Slow. In rendering, in scrolling, in javascript.
Poor scrolling. The sideways motion drives many insane. No scrolling bar, either to see where you are on the page or to move down a page faster
Refresh behavior is bad. Refreshing will return you to the top instead of staying where it was. Sometimes refreshing doesn't even work (like in some forums).
Text corruption. What's with the text developing weird splits sometimes?
Card behavior. If I open a new card, the original card becomes all blurry until the new card loads. If I open a new card and then decide to close the original card too quickly, the new card won't even load!
Text entry. If the text in a textbox is much longer than the field itself, have fun editing it.

This isn't even comprehensive, just off the top of my head :sad3:



scrizz said:


> I also prefer the look of webOS as far as the desktop goes..
> I like clean desktops..


No reason your desktop can't be empty. Except you have the choice to put widgets and icons there if you want.

Sorry to be a Negative Nancy here. I do think the card system of WebOS looks elegant and is fun to use. Still, a few weeks of dealing with the unoptimized bits of WebOS has mostly turned me off it since I know HP is killing it and the chances of it improving significantly are marginal.


----------



## chibucks (Aug 24, 2011)

cards for me as well... e-mail client is nice with the double pane... i didn't hate the browser like others on here do, flash seemed to be smoother on webos.


----------



## Padillla (Oct 12, 2011)

idc about the cards, just a fancy way to do the same thing...

I really miss the keyboard, swift key x do a great work, but i liked the webos keyboard.
Browser, yes it used to manage flash way better than android, but is a slow laggy and blurry shit.
Apps... nah, just a couple but nothing important.
The wifi profiles was not important for me, but I hope CM team implement it on future releases.

No thing else, even the dam boot is slow in that thing I dont like fancy things, so I'll keep CM till my touchpad battery dies.


----------



## rodalpho (Oct 13, 2011)

vareblade said:


> Definitely the multitask swiping cards


I'm with you. This is really where webos got it right.


----------



## piiman (Aug 21, 2011)

mhaner said:


> swiping up to close apps. I really like that.


Got old fast for me. Two steps to close an app is a waste of time and I'm lazy. :--)


----------



## piiman (Aug 21, 2011)

rodalpho said:


> I'm with you. This is really where webos got it right.


Seemed more like a gimmick than something useful to me. to each his own.


----------



## rodalpho (Oct 13, 2011)

It's the best multitasking implementation on any tablet by a large margin, in my opinion and many others'. Better than ipad (obviously) and certainly superior to honeycomb.


----------



## scrizz (Jun 21, 2011)

piiman said:


> Seemed more like a gimmick than something useful to me. to each his own.


tell me, how long did you actually use webos?

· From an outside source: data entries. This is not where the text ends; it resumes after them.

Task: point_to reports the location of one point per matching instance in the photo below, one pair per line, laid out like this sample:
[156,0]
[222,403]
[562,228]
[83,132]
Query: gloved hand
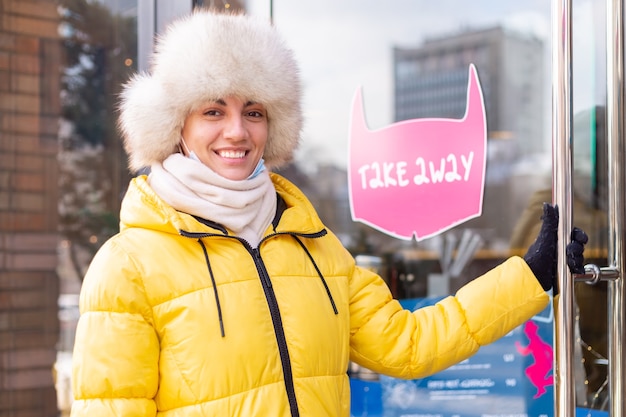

I like knowing what programs I am currently using.
the home button thing in android just shows recent apps.


----------



## nomedias (Sep 6, 2011)

1. I miss the cards. I got into such a habit of using them, that on android I keep sweeping up to close an app.

2. One I haven't seen others mention is native printing directly to PCL6 HP network printers. I have a number of them on my network and it came in handy when I needed a hard copy of something real quick. Way more robust and versatile than airprint on the ipad, and yes I've used both. I'll probably end up buying Printbot from the market.

3. The clock app when docked on the touchstone. It just looks good. I got my wife a touchpad for her birthday, but so far she mostly just leaves it on her desk in the stand. When anyone asked what I got her, I just said a clock. She got annoyed for some reason. :-/


----------



## calculator (Oct 15, 2011)

1) As everyone mentioned, the cards

2) Preware. I thought was crazy awesome that there was a repository of all the homebrew stuff and all you needed to do to install something was single click. it was actually easier to use than the hp market, although preware lacked user reviews.

3) The webos battery life. I know this is just an alpha, but webos on the touchpad just lasts forever.

4) native and free interfacelift app.


----------



## ricez (Oct 14, 2011)

The old keyboard was excellent, and the web browser had plenty of quirks but was much faster than dolphin or the stock Android browser. Firefox seems better though.


----------



## bloodhawke83 (Oct 14, 2011)

the slowness


----------



## erick161 (Aug 22, 2011)

Just the swiping upwards. I still do that while on CM7 sometimes lol


----------



## piiman (Aug 21, 2011)

nomedias said:


> 1. I miss the cards. I got into such a habit of using them, that on android I keep sweeping up to close an app.
> 
> 2. One I haven't seen others mention is native printing directly to PCL6 HP network printers. I have a number of them on my network and it came in handy when I needed a hard copy of something real quick. Way more robust and versatile than airprint on the ipad, and yes I've used both. I'll probably end up buying Printbot from the market.
> 
> 3. The clock app when docked on the touchstone. It just looks good. I got my wife a touchpad for her birthday, but so far she mostly just leaves it on her desk in the stand. When anyone asked what I got her, I just said a clock. She got annoyed for some reason. :-/


For #2 you can get PrinterShare for Android and print to ANY wifi printer on your network not just HP printers. and you can set it up to print from the internet and when you get home all your prints are waiting for you on the printer.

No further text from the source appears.